Biased and arbitrary phrases used to describe an upcoming product or service, chiefly invoked by those who stand to benefit from the success of said product or service.

When you add quantifiable in front of that idea you change the definition from a subjective saying, “something is amazing” to something that can be measured — with data. This is the reason the above statements are so bad. Ballmer was proven wrong. Cador will likely be proven wrong too. And well, Hayward…

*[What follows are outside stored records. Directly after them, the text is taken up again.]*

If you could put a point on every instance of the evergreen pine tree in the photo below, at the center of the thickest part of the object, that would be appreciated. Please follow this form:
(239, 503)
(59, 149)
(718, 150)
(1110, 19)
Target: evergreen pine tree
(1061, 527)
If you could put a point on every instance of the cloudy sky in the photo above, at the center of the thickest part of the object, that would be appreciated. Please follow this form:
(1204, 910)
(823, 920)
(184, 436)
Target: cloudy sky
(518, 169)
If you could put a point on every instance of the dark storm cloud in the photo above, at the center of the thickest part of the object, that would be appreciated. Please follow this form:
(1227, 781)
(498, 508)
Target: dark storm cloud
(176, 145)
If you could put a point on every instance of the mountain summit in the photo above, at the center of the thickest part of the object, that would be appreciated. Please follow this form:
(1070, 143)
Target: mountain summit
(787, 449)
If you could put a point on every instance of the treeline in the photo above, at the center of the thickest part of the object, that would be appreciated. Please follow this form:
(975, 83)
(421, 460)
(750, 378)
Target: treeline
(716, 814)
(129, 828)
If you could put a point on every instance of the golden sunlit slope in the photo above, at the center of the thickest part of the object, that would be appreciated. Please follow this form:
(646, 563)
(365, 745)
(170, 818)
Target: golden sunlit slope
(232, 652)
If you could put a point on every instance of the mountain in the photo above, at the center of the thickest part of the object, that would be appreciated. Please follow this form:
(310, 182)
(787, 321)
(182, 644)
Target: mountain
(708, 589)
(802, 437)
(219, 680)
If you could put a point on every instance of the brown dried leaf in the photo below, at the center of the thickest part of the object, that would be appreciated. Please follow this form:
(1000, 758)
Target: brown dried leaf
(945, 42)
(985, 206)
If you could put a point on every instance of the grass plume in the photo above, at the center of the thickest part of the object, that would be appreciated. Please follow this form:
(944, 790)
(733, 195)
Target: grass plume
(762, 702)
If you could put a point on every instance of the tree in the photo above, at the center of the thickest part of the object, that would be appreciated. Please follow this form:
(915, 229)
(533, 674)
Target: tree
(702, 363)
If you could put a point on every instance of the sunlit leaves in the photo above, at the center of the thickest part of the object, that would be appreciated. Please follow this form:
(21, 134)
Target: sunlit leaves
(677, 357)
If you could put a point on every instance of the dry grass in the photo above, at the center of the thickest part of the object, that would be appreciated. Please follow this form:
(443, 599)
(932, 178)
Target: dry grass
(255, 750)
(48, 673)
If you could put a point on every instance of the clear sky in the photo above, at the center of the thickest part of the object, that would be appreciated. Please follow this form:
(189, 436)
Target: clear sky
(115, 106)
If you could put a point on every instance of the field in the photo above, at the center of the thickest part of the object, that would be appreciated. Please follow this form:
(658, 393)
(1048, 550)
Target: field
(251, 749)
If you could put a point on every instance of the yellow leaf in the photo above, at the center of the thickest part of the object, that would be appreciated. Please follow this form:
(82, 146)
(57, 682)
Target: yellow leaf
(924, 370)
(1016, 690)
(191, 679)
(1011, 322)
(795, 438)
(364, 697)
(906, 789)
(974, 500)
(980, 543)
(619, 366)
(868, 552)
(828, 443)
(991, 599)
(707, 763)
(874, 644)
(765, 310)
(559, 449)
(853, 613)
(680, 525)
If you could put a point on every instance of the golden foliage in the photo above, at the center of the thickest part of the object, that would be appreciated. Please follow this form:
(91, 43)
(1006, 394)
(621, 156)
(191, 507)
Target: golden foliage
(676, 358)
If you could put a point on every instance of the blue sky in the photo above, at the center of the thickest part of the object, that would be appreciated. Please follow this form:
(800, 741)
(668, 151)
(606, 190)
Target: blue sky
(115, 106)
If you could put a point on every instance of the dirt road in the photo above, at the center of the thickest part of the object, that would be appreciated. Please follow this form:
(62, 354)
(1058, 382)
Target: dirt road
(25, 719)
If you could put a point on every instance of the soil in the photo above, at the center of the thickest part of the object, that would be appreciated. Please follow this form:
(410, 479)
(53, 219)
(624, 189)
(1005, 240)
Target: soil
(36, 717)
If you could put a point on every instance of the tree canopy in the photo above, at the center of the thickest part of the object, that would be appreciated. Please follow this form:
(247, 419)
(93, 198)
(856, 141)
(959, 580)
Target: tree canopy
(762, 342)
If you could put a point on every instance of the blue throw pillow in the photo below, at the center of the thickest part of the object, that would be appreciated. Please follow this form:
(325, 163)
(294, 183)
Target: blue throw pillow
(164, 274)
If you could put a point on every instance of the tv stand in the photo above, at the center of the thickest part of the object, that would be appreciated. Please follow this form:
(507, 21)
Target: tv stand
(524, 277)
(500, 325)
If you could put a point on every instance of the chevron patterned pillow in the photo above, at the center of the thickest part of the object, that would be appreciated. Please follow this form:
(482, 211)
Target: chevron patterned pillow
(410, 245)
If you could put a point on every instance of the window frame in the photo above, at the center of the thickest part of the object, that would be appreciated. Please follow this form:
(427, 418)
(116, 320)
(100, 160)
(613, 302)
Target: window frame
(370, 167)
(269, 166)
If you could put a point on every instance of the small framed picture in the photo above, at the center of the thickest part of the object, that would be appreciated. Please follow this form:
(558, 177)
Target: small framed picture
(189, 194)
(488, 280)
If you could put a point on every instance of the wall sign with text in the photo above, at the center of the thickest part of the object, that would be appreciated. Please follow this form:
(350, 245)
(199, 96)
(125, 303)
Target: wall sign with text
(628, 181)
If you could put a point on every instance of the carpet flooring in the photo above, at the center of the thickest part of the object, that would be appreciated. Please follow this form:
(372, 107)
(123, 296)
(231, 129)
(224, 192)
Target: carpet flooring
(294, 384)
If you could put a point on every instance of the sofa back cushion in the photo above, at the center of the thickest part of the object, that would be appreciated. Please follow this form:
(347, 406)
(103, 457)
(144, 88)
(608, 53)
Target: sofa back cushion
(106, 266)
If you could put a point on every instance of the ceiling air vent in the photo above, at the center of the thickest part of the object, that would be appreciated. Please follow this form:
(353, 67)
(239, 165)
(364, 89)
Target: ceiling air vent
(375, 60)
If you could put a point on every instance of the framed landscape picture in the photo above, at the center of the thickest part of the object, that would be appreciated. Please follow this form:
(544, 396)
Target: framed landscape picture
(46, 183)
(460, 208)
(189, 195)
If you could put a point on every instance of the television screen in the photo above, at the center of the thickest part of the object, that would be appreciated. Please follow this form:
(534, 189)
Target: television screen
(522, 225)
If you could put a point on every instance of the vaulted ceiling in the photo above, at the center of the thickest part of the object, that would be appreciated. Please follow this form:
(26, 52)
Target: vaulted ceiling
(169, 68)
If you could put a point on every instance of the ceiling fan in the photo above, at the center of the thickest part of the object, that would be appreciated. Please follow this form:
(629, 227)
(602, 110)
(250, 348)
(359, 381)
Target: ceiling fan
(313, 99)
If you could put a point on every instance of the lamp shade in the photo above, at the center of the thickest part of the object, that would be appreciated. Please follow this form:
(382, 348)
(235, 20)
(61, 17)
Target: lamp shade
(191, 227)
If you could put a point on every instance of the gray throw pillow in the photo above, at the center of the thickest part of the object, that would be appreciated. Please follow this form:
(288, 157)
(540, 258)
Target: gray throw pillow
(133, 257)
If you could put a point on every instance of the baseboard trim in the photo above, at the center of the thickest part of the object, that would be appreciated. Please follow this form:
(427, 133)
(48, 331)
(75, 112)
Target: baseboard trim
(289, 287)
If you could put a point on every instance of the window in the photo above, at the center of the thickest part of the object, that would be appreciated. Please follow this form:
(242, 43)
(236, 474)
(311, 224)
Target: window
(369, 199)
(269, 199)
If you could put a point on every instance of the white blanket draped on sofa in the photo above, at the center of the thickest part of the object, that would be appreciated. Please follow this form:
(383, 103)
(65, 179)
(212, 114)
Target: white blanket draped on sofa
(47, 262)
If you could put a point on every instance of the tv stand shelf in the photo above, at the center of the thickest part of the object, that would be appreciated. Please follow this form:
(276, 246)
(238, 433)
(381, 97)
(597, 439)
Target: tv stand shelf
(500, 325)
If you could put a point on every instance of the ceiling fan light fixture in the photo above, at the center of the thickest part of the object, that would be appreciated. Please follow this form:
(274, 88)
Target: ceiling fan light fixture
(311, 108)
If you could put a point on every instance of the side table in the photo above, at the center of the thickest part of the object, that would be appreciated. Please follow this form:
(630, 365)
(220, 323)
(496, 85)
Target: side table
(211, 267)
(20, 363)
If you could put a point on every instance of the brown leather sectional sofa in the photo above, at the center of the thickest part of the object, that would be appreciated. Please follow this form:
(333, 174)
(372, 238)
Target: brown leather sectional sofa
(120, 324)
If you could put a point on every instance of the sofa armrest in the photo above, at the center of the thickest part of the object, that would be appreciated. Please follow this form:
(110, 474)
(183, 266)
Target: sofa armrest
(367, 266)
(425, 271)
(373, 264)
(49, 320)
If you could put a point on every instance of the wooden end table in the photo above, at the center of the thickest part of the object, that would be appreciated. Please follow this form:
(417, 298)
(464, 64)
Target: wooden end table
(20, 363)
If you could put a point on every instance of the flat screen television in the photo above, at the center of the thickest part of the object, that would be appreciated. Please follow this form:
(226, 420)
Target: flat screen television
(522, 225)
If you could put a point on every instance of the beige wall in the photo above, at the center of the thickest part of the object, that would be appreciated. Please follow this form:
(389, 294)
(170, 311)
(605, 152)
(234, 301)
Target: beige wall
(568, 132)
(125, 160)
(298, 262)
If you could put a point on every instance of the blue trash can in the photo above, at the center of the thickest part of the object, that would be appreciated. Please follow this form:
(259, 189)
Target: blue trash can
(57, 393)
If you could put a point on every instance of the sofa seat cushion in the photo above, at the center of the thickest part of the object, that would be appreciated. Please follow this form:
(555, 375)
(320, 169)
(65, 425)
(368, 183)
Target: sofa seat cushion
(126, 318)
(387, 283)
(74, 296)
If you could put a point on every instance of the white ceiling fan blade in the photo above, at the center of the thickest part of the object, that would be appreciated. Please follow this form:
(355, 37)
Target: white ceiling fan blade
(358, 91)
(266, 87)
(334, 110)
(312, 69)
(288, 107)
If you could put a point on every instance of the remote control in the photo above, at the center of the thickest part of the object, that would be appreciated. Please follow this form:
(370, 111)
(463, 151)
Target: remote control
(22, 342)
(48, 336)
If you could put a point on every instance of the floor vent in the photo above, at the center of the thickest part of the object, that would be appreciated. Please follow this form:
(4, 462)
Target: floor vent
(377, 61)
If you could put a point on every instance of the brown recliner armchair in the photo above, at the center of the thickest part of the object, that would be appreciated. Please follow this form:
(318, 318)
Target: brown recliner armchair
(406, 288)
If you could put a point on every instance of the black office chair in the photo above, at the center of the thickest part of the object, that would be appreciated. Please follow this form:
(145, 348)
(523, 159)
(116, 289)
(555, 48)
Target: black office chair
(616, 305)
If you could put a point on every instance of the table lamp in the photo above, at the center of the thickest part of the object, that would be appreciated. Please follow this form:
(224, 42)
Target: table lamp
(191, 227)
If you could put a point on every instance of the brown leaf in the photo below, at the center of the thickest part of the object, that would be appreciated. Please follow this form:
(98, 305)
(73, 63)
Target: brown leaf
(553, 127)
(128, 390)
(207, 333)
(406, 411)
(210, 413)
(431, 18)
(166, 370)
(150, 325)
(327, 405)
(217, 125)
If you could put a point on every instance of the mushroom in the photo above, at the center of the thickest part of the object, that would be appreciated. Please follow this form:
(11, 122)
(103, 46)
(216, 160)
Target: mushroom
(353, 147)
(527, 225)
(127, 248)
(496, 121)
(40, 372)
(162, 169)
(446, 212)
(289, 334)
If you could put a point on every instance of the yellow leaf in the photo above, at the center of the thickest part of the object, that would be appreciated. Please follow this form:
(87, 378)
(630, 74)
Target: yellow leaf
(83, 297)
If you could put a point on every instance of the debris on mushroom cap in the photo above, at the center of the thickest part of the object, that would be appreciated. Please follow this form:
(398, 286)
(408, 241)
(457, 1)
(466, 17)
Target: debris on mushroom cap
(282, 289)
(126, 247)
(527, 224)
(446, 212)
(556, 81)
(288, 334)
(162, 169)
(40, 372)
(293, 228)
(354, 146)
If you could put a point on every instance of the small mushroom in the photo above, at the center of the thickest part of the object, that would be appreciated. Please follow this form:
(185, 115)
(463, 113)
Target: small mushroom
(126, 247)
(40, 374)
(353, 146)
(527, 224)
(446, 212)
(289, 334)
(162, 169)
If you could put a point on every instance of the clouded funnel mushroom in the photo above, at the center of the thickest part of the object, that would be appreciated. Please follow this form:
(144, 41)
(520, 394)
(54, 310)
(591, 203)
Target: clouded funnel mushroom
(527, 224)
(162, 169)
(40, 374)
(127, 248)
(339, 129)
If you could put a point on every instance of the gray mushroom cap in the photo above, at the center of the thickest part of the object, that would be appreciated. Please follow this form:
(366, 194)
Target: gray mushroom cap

If you are going to make a ridiculous statement follow Steve Jobs’ lead and call stuff ‘magical’ — magic is rather hard to quantify with data.

Customers

The other problem with QMP statements is that they are often statements that your customers don’t give a crap about. What HP tablet customer wants to buy a tablet more because it is selling well? More likely they want to buy the device because it is a good price, or has good features, or does thing X that they want. 1

Whiners

Lastly QMP statements come off as:

  • Whiny
  • Jealous
  • Spiteful

That’s the last impression you want people to have of your executive staff. Just don’t do it.

Self-deprecation

Too often I see every other company that is not Apple release a new product by saying that it is better than the other guy (whether directly or indirectly stated). Again, that’s doing it wrong. Take a cue from Apple here and try saying things like:

  • Fastest Mac yet
  • Best iPhone ever
  • The blank just got better

Those poke fun at your own products and by their very nature are likely true. Don’t force people to fact check your claim against your competitors products because doing so could end very badly.

Steve Jobs

By this point you maybe thinking that Steve Jobs breaks these rules all the time — you’d be incorrect. He rarely uses quantifiable statements, typically he uses very subjective statements — which by their very nature are hard to prove wrong or right.

Statements like:

  • It’s magical
  • It’ amazing
  • We think you will really like it

These are all bold statements, but they are all subjective and not quantifiable. You can’t determine if something isn’t amazing to someone, or quantify the amount of magic something contains. The last of the three is pretty self explanatory…

Conclusion

Stop making statements that can be proven wrong with facts, you will all look smarter for it.

Sincerely,

Ben Brooks

  1. There is a market effect when you have the leading product that consumers feel pressure to buy what their peers have. However to get to that point you have to succeed in the other areas to gain the critical early adopters. So yes, market share does work to sell devices, but only after you cross into the majority and are trying to gain more customers.